The mobile units, each of which resemble an ordinary ambulance and cost about $1 million, are essentially specialized emergency rooms on wheels. They include unique equipment, such as a portable CT scanner to help determine what type of stroke a patient is experiencing and how best to treat it. They also include lab testing equipment and clot-busting drugs that can greatly improve the prognosis for patients who receive them soon after the onset of symptoms. In addition, the units are staffed with a critical care nurse and a paramedic, as well as a CT technology expert. In Cleveland, where one of the units began last summer, two-way video conferencing also allows a doctor to remotely evaluate a patient.

“This is a situation where every minute counts,” said M. Shazam Hussain, head of the stroke program at the Cleveland Clinic, which recently named the mobile unit as a top medical innovation for 2015. “Time is critically important. You lose something like 2 million brain cells a minute during a stroke.”

Researchers in Cleveland, where the stroke unit operates from 8 a.m. to 8 p.m. each day, examined the cases of dozens of patients treated by the mobile unit vs. those who went to the emergency room.
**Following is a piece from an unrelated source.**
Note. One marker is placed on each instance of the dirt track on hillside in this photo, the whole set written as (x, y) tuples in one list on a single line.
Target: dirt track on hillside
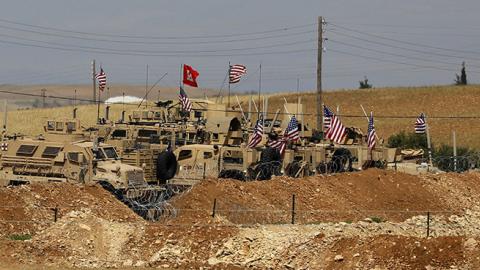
[(336, 231)]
They found that, on average, patients received a CT scan more than 20 minutes faster when using the mobile stroke unit. They also noted a “significant reduction” in treatment time — 64 minutes when the mobile unit responded versus 104 minutes in the emergency room.

Hussain said Wednesday that while researchers are still investigating whether the faster response times translate directly into positive outcomes for patients, it is well established in the medical world that the sooner stroke patients receive treatment, the better off they typically are.

“Every 15 minutes you can save, you’re probably improving their outcome by twofold,” Hussain said. “It could make the difference between someone surviving a stroke or not surviving a stroke. Or being fully disabled or not.”

In 2012, a study involving 100 patients in Germany also found that mobile stroke units there led to quicker diagnosis and more rapid administration of clot-busting drugs. Experts then argued that larger studies were needed to determine whether the faster response times led to better overall outcomes, and whether mobile units would be feasible only in densely populated urban areas, or also in more rural locations.

The first mobile stroke unit in the U.S. began operating last spring in Houston, where officials from the University of Texas Health Science Center outfitted a donated ambulance with a CT scanner and other equipment and staffed the vehicle with a neurologist and a registered nurse with stroke expertise, among other emergency workers.

A key goal was to try to treat ischemic strokes, the most prevalent type, with the clot-busting drug tPA as soon as possible after the first symptoms appear. So far, the mobile unit seems to be succeeding on that front in a significant number of cases.